The so-called Skeptic Society provides an example. Its founder, Michael Schermer, was interviewed by Angela Wolfe in the Wall Street Journal’s “weekend confidential” column in its Review section, on September 2nd. He says the Skeptic Society is dedicated to “promoting critical thinking and lifelong inquisitiveness.” Well if we stop there, who could argue with that? I’m all for critical thinking. It’s what you and I are engaged in right this minute. We don’t just accept claims as true without examining them. And when we examine them, we should examine them from scratch, rather than making a priori assumptions that limit our inquiry.
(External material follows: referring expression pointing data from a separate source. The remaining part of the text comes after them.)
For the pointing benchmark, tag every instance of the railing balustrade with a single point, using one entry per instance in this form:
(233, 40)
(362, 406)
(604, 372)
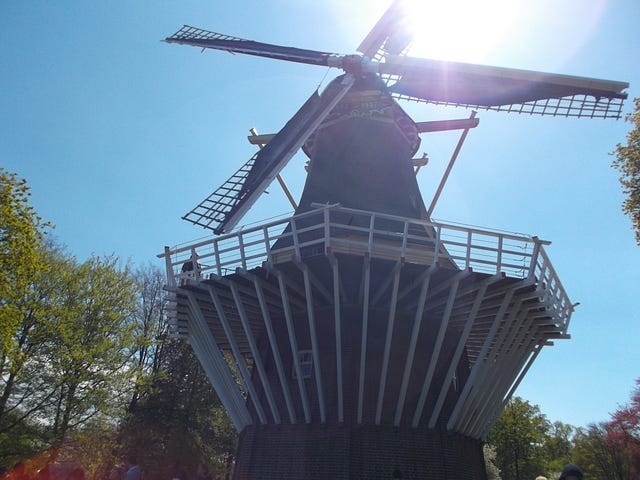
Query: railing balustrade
(376, 234)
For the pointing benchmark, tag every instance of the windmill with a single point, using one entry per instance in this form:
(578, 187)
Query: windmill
(368, 340)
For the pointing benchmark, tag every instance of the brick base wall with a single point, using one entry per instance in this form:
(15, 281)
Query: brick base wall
(312, 452)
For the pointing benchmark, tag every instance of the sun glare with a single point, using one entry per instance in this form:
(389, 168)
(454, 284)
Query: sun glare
(460, 30)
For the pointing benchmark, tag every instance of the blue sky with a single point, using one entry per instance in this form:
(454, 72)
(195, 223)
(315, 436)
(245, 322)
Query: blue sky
(120, 134)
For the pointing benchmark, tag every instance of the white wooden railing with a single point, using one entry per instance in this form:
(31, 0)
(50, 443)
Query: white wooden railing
(375, 234)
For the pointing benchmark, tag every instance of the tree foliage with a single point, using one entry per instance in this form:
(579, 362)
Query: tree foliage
(518, 437)
(623, 431)
(175, 420)
(628, 164)
(67, 367)
(597, 456)
(21, 238)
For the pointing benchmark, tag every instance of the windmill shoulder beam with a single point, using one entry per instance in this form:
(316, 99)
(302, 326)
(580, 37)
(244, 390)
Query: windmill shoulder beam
(443, 125)
(406, 65)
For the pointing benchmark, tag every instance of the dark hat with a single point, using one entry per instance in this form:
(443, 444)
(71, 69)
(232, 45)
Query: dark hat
(571, 469)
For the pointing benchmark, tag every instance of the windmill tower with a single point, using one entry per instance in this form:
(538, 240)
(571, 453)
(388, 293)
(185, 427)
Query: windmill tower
(358, 339)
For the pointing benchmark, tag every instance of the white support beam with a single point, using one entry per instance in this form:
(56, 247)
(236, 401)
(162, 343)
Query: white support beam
(215, 366)
(417, 323)
(257, 359)
(509, 361)
(435, 354)
(387, 343)
(495, 404)
(458, 408)
(294, 346)
(494, 415)
(366, 287)
(273, 343)
(453, 365)
(380, 293)
(494, 366)
(315, 349)
(338, 328)
(239, 358)
(485, 361)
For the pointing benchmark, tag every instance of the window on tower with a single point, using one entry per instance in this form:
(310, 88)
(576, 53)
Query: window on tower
(305, 358)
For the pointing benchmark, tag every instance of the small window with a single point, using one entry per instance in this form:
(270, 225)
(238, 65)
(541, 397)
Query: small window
(305, 358)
But then Shermer went on to say that “the burden of proof is on the person making the claim.” Well hang on. Why do I have to prove Christianity is true? Why doesn’t an atheist have to prove materialism is true? Each claim is the opposite of the other. If I don’t prove Christianity is true, why is the opposing claim presumed true? Why is materialism the default? Why aren’t we to be skeptical of that? Schermer is pridefully saying he’s a critical thinker, but he’s not. He’s only a critical thinker about one side of a two-sided debate. Schermer is proud of the label “skeptic.” So proud that in his picture for the article, he wears a pin with that one word. But he’s selectively skeptical. To my mind, that means he’s not really skeptical at all. He’s skeptical of religion, but he’s not skeptical of materialism, the point of view he necessarily adopts when he rejects religion.
And he ought to be. According to the materialist paradigm, something came from nothing; people have no agency and no responsibility; there is no meaning to life and no purpose; there is no basis for humility nor gratitude. There is not even an explanation for this drive we have for truth, which is invoked in our skepticism! The anti-religious claim should be subjected to the same skepticism as everything else. If it were, it would not sustain the burden that the Schermers of the world say it must.
Let’s be skeptical, and let’s be critical thinkers. But let’s go all the way with it, and not allow groups like the “Skeptic Society” to use deception and muddled thinking to lead us around by the nose.